I believe this involves a for loop and conditional statements, but I am not familiar with how to use these in R. I am new to programming and am learning Java and R at the same time, and have only worked with loops in Java so far.
Here is what I have tried so far, I think it's supposed to be something like this:
wk_num <- 1
for(i in nrow(usflu)){
if(week == 31){
wk_num <- 1
wk_new[i] <- wk_num
wk_num <- wk_num+1
}
if(week < 53){
season[i] <- paste(Yr[i], '-', Yr[i] +1)
}
else{
}
Any help is greatly appreciated and hopefully what I am asking makes sense.

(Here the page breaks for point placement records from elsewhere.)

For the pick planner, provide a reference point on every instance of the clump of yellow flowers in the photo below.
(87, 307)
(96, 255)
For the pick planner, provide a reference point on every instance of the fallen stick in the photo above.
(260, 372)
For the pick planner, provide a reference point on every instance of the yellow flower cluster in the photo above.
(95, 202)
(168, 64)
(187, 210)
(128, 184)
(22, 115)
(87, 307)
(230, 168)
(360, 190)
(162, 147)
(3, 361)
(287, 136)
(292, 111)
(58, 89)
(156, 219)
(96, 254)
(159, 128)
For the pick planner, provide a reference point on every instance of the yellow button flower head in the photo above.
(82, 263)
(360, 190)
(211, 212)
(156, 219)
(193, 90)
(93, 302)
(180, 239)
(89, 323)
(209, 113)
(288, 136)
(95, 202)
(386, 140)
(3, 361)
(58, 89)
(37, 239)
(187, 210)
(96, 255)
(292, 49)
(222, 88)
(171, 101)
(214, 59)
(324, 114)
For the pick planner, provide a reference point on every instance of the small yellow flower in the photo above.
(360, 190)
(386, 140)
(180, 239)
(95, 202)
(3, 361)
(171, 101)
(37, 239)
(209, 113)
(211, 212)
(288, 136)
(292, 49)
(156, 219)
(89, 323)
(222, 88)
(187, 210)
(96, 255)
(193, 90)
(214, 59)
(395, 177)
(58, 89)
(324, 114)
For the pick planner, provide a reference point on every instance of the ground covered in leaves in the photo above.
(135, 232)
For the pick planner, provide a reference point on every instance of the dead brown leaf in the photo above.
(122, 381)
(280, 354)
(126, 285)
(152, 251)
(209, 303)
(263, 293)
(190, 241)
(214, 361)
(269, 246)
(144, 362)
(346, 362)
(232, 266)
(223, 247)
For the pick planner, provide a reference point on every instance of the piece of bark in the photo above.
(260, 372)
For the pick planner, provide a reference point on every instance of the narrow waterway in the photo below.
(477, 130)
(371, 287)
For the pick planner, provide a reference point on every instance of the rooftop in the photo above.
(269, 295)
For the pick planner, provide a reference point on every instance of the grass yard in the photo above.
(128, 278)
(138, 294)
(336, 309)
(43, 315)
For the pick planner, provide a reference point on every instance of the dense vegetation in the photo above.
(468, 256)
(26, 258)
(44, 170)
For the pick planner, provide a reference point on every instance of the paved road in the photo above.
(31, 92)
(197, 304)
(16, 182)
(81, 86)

I am hoping to understand re-ordering for the future as I believe it will be an important tool for me to have at my disposal for coding in R.
Here's one way to accomplish this with the packages dplyr and tidyr:
library(dplyr)
library(tidyr)
usflu_df <- tbl_df(usflu)
usflu_df %>%
complete(YEAR, WEEK) %>%
filter(!(YEAR == 1998 & WEEK < 30)) %>%
mutate(season = cumsum(WEEK == 30),
season_nm = paste(1997 + season, 1998 + season, sep = "-")) %>%
group_by(season) %>%
mutate(new_wk = seq_along(season)) %>%
select(YEAR, WEEK, new_wk, season, season_nm)

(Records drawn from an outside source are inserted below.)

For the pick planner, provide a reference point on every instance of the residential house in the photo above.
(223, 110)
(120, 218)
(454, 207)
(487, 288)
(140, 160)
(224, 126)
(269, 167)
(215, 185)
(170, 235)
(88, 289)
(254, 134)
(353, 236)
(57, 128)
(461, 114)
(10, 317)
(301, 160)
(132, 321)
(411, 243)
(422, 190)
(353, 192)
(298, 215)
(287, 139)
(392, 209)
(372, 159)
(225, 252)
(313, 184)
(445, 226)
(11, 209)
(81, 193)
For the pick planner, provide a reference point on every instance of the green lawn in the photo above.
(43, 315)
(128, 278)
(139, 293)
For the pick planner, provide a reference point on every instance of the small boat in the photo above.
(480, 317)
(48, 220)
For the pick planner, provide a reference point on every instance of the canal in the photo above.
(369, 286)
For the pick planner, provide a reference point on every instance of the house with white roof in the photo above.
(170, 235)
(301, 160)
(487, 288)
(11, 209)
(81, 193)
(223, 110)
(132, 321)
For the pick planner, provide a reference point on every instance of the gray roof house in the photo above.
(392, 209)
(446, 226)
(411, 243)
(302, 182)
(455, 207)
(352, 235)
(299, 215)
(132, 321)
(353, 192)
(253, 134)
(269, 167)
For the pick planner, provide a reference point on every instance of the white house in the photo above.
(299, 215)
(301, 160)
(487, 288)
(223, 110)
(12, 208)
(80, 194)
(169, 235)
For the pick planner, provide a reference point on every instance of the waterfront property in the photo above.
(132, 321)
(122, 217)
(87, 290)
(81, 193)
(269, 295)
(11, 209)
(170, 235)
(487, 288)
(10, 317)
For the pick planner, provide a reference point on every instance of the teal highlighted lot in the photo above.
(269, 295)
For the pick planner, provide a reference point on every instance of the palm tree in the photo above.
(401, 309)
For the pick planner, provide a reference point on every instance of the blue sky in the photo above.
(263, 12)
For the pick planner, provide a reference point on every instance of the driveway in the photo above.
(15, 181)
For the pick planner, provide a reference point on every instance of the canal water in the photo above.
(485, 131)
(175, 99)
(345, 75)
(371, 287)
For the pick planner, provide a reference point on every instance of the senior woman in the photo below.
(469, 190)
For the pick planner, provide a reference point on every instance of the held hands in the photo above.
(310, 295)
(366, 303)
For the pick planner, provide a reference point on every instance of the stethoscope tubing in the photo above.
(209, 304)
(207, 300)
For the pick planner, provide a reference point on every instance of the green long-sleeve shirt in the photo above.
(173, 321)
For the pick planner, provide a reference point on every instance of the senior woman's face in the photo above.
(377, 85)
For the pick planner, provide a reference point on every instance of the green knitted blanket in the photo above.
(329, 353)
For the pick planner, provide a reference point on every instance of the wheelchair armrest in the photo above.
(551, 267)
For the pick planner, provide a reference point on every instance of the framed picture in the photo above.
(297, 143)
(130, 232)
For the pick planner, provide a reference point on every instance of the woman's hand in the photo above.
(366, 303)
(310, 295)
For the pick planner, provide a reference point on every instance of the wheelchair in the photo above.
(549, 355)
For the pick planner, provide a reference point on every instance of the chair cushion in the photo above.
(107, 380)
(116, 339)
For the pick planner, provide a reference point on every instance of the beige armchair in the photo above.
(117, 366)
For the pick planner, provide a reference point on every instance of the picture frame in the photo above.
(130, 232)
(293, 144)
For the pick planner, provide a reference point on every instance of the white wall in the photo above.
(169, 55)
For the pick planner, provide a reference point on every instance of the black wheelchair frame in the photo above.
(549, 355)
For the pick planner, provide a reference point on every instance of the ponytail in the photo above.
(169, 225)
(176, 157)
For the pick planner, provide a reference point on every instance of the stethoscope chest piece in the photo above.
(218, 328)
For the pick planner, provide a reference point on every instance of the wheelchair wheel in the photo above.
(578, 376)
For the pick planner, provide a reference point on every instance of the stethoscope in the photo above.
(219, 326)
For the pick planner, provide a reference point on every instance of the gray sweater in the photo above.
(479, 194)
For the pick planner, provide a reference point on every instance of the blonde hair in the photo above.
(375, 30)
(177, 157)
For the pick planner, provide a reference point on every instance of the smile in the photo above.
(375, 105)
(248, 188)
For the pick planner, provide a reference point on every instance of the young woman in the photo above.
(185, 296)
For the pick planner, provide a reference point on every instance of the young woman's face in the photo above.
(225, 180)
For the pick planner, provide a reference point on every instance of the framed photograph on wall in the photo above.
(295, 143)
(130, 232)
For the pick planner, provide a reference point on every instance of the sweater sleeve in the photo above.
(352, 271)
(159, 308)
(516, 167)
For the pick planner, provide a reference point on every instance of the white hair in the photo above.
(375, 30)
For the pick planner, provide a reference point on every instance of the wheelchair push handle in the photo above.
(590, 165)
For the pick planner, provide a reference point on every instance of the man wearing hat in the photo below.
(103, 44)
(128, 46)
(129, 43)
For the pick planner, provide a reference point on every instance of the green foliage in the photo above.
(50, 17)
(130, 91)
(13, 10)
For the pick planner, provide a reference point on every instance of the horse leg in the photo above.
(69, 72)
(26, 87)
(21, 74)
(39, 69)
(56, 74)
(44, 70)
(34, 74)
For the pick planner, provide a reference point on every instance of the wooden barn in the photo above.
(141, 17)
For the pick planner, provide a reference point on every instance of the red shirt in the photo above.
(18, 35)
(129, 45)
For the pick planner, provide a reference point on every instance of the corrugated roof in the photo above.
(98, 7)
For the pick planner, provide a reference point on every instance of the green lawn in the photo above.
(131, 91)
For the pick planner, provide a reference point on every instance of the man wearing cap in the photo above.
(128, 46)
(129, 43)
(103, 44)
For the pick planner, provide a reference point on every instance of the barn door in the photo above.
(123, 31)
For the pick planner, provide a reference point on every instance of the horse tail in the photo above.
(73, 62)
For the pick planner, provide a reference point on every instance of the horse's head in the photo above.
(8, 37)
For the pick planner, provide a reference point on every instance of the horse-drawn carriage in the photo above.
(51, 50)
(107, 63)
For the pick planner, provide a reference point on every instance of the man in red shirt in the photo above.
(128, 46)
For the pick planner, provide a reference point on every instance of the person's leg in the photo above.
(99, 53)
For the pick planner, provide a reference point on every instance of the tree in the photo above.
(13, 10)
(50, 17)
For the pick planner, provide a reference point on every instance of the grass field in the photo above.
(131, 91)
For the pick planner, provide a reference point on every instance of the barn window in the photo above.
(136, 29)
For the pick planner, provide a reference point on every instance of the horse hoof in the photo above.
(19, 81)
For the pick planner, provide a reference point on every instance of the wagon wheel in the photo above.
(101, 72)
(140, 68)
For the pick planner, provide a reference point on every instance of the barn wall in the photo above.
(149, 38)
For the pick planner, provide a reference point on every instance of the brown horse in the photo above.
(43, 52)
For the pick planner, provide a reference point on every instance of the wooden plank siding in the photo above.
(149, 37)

# YEAR WEEK new_wk season season_nm
# (int) (int) (int) (int) (chr)
# 1 1998 30 1 1 1998-1999
# 2 1998 31 2 1 1998-1999
# 3 1998 32 3 1 1998-1999
# 4 1998 33 4 1 1998-1999
# 5 1998 34 5 1 1998-1999
# 6 1998 35 6 1 1998-1999
# 7 1998 36 7 1 1998-1999
# 8 1998 37 8 1 1998-1999
# 9 1998 38 9 1 1998-1999
# 10 1998 39 10 1 1998-1999
Talking through this...
First, use tidyr::complete to turn implicit missing values into explicit missing values -- the original data pulled back did not have all of the weeks for 1998. Next, filter out the irrelevant records from 1998, that is, anything with a week before 1998 and week 30 to make our lives easier. We then create two new variables, season and season_nm via cumsum and a simple paste function. The season simply increments anytime it sees WEEK == 30 -- this is useful because of leap years. We then group_by season so that we can seq_along season to create the new_wk variable.